In Cazarez-Gutierrez v. Ashcroft, 382 F.3d 905 (9th Cir. 2004) [PDF version], the Ninth Circuit held that in order for a state controlled substance conviction to constitute an aggravated felony for trafficking in controlled substances, the conduct proscribed by the state offense must be punishable as an felony under the CSA or contain a trafficking element. In the instant case, the alien had been convicted of violating Ariz.Rev.Stat. 13-3407 for possession of methamphetamine. Under the Arizona statute, the maximum punishment was for two years, making it an aggravated felony under Arizona law. However, under 21 U.S.C. 844(a), the maximum punishment is only one year “and thus is not a felony under federal law.” In its conclusion, the Ninth Circuit stated that “a state drug offense is not an aggravated felony for immigration purposes unless it is punishable as a felony under the CSA or other federal drug laws named in the definition of 'drug trafficking crime,' or is a crime involving a trafficking element.”
In Leyva-Licea v. I.N.S., 187 F.3d 1147 (9th Cir. 1999) [PDF version], the Ninth Circuit held that a conviction for solicitation to possess marijuana under Arizona statutes Ariz.Rev.Stat. 13-1002(A) and 13-3405(A)(2)(B)(5) was not an aggravated felony. This decision was based on the Ninth Circuit finding that “[t]he [CSA] does not mention solicitation.” In short, the Ninth Circuit held that a generic solicitation statute could not constitute an aggravated felony for drug trafficking. Leyva-Licea was distinguished by the Ninth Circuit in Mielewczyk v. Holder, 575 F.3d 992 (9th Cir. 2009) [PDF version] which limited it to generic solicitation statutes.
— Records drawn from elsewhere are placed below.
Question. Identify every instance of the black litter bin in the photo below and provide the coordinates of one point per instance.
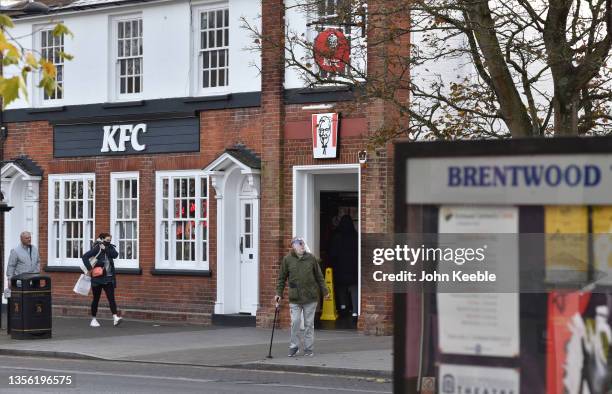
(30, 307)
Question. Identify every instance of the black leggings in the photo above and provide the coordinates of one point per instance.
(109, 289)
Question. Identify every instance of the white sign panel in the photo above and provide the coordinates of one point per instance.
(460, 379)
(325, 135)
(482, 323)
(538, 180)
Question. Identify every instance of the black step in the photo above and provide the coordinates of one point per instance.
(234, 320)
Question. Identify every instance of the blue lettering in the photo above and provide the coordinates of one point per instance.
(514, 170)
(485, 174)
(499, 176)
(470, 176)
(572, 175)
(454, 176)
(592, 175)
(533, 175)
(553, 172)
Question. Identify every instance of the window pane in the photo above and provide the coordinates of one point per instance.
(165, 187)
(219, 39)
(204, 20)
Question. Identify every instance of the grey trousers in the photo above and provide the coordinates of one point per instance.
(296, 322)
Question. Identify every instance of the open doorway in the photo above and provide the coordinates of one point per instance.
(338, 245)
(320, 193)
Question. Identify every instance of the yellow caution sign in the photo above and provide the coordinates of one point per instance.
(329, 305)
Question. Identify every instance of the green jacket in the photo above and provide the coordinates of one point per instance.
(304, 276)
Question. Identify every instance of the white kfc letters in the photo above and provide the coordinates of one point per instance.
(127, 133)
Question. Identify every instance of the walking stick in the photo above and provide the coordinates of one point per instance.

Conclusion: Circuit Precedent on Drug Trafficking Inadmissibility and Deportability
The selection of cases in this article are intended to provide a broad sampling of how various circuits have interpreted state laws with respect to the provisions of the INA regarding trafficking in controlled substances. However, it is important to remember that each case is fact-specific and depend on a variety of factors. If a noncitizen is facing any drug-related issues, it is essential to consult with an experienced immigration attorney immediately for a full assessment of the situation.